"
"Suppose you said, 'I daresay it is all as good as you say, but I
don't care to take so much trouble about it,'--what would that be?"
"Not to believe in you, sir. You would not want me to learn a thing
that was not worth my trouble, or a thing I should not be glad of
knowing when I did know it."
"Suppose you said, 'Sir, I don't doubt what you say, but I am so
tired, I don't mean to do anything more you tell me,'--would you
then be believing in me?"
"No. That might be to believe your word, but it would not be to
trust you. It would be to think my thinks better than your thinks,
and that would be no faith at all."
Davie had at times an oddly childish way of putting things.
"Suppose you were to say nothing, but go away and do nothing of what
I told you--what would that be?"
"Worse and worse; it would be sneaking."
"One question more: what is faith--the big faith I mean--not the
little faith between equals--the big faith we put in one above us?"

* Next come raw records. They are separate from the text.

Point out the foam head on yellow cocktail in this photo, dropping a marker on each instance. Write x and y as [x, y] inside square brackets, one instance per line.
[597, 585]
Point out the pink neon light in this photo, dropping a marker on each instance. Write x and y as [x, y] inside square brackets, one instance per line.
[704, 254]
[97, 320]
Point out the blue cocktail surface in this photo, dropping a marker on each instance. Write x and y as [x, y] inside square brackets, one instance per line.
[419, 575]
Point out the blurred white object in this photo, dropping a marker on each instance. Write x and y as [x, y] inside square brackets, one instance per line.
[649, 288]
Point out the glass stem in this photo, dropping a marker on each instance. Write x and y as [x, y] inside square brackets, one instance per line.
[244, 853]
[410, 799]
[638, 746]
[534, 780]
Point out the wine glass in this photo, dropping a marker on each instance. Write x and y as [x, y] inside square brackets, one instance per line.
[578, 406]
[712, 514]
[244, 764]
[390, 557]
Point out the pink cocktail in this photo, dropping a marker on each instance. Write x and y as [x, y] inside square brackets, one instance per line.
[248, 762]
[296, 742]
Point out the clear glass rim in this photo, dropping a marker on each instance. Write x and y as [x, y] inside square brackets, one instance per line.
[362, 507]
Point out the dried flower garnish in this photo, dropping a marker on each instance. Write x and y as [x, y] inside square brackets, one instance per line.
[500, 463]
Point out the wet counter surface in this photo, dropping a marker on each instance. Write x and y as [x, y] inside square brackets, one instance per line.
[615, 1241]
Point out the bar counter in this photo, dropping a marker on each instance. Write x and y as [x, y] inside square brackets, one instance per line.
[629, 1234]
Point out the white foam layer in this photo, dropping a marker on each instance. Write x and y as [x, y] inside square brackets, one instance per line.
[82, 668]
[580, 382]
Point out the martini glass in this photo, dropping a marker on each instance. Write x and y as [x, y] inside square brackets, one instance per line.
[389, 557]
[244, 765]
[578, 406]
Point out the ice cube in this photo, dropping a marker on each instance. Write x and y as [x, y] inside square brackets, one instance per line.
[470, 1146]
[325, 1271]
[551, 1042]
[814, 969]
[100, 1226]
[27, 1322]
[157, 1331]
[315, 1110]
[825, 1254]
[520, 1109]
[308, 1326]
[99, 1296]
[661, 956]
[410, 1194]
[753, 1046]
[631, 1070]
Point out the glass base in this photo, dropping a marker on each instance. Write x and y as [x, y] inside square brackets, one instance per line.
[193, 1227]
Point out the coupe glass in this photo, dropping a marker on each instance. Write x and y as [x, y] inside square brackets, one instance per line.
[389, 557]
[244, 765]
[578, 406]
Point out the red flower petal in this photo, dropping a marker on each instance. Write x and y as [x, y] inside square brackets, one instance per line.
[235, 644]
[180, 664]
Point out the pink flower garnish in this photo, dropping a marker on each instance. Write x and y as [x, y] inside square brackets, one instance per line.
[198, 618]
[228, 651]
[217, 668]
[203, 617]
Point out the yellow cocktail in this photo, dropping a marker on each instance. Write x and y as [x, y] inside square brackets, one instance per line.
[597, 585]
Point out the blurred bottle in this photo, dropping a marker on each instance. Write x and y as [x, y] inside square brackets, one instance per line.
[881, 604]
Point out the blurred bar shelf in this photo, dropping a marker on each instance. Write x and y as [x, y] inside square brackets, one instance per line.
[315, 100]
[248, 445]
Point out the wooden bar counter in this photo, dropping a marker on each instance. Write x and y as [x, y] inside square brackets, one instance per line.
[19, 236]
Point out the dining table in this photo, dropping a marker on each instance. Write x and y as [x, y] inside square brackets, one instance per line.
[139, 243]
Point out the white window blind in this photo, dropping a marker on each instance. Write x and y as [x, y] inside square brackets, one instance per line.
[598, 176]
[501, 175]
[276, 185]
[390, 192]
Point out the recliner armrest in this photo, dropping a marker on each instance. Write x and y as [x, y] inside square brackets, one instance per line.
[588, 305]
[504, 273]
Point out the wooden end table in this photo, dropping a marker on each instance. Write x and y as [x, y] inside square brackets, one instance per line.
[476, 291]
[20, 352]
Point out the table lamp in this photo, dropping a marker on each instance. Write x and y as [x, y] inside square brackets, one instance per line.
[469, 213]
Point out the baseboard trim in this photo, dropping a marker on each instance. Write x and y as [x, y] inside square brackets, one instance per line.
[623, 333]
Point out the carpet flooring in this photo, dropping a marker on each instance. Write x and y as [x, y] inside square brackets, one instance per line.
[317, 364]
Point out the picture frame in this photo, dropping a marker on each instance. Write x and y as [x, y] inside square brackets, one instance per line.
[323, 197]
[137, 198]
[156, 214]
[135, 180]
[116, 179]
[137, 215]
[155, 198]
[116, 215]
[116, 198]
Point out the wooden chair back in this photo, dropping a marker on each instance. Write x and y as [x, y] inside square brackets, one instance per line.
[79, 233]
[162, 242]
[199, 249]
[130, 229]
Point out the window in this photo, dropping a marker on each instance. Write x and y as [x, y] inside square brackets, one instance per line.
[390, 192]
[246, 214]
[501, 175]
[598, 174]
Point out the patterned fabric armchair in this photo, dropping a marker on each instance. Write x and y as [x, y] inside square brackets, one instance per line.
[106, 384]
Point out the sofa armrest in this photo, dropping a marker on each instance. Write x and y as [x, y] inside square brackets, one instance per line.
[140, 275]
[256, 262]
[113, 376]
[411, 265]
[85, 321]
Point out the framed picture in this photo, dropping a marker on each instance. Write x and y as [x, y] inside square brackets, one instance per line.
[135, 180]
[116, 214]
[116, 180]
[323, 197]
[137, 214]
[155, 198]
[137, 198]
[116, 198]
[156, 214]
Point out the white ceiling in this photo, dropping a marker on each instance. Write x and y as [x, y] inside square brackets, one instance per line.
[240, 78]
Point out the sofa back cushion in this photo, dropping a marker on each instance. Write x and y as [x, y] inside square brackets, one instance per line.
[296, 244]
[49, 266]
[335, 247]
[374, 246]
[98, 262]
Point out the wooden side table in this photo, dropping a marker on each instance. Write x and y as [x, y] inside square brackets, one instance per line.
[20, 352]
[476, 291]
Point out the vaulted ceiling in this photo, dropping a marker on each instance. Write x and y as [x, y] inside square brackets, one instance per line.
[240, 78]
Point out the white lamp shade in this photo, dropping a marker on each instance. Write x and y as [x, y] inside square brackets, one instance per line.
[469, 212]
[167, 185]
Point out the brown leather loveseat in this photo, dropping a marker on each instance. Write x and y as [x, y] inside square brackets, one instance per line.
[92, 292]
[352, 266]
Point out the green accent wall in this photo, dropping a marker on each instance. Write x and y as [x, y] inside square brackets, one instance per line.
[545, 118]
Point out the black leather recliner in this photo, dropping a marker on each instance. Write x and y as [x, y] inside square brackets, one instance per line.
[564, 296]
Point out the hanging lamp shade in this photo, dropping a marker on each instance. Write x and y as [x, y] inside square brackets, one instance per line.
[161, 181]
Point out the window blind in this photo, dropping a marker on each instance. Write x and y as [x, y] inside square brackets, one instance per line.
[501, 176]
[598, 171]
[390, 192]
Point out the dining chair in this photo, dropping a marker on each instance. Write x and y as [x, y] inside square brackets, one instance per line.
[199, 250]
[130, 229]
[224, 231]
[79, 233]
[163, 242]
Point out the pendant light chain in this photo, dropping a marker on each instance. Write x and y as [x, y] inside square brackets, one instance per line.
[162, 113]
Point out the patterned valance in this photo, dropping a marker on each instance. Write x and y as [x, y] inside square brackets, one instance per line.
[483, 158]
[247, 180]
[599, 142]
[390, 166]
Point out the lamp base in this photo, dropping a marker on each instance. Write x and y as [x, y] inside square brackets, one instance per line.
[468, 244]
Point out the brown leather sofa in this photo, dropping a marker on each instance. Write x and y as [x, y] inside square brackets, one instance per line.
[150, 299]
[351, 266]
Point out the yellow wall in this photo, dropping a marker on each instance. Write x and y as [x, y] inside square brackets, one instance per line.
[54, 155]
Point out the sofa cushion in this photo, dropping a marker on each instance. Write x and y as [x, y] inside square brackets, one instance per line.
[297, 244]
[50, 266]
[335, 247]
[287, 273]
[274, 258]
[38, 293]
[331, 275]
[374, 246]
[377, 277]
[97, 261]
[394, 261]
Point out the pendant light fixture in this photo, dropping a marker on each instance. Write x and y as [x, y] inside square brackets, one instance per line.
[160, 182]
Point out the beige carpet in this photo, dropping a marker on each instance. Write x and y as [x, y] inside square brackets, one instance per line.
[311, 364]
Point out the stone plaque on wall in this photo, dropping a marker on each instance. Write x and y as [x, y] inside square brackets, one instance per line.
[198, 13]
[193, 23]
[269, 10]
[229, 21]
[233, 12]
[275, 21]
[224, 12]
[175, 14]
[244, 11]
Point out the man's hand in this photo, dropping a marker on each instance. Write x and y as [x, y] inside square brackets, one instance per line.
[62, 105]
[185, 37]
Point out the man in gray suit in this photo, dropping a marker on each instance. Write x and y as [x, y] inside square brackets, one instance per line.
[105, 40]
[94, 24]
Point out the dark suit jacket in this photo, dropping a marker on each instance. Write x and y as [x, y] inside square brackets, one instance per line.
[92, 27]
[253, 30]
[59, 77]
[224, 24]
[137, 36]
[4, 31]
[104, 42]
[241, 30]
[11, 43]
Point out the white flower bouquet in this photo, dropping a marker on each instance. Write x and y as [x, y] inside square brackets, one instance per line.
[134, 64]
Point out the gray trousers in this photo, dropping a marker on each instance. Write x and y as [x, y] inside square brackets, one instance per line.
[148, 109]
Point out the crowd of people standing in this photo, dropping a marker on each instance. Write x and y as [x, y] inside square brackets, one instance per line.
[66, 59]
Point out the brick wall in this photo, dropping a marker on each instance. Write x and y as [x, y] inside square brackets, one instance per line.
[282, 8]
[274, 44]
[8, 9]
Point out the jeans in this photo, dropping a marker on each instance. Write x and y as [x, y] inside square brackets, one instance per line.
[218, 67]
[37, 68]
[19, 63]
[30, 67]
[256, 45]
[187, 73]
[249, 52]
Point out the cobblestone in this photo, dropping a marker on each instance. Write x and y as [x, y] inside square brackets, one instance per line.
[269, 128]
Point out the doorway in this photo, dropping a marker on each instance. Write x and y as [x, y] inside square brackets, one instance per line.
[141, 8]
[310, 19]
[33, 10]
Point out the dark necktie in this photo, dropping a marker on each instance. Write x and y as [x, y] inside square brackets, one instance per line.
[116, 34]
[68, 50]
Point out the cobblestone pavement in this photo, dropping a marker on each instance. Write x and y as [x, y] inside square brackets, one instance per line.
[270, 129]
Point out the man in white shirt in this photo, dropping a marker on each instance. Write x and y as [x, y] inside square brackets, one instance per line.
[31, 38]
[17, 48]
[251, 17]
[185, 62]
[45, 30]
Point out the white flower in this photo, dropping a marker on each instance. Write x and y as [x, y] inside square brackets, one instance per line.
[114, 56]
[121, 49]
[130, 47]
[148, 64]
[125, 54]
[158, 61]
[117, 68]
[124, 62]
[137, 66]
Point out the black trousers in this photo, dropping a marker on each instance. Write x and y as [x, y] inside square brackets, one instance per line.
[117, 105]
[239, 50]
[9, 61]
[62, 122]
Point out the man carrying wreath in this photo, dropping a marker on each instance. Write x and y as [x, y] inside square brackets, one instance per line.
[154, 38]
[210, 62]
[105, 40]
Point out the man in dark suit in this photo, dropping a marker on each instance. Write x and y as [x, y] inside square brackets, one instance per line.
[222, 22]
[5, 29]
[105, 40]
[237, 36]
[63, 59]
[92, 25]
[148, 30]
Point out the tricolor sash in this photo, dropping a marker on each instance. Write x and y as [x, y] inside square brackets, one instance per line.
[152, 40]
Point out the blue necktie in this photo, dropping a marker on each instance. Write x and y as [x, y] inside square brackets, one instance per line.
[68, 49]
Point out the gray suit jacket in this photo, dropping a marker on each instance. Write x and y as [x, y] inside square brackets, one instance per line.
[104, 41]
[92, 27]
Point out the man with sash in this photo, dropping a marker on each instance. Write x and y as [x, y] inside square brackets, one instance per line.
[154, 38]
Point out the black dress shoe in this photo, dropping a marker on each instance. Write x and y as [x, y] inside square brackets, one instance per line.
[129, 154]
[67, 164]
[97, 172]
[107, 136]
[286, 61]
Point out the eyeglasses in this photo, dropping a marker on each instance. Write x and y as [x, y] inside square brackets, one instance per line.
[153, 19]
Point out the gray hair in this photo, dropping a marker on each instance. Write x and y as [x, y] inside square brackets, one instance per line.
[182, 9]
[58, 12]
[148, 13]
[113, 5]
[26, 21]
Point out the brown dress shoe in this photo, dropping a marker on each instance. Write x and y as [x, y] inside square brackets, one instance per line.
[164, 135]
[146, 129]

"It is to go at once and do the thing he tells us to do."
"If we don't, then we haven't faith in him?"
"No; certainly not."
"But might not that be his fault?"
"Yes--if he was not good--and so I could not trust him. If he said I
was to do one kind of thing, and he did another kind of thing
himself, then of course I could not have faith in him."
"And yet you might feel you must do what he told you!"
"Yes.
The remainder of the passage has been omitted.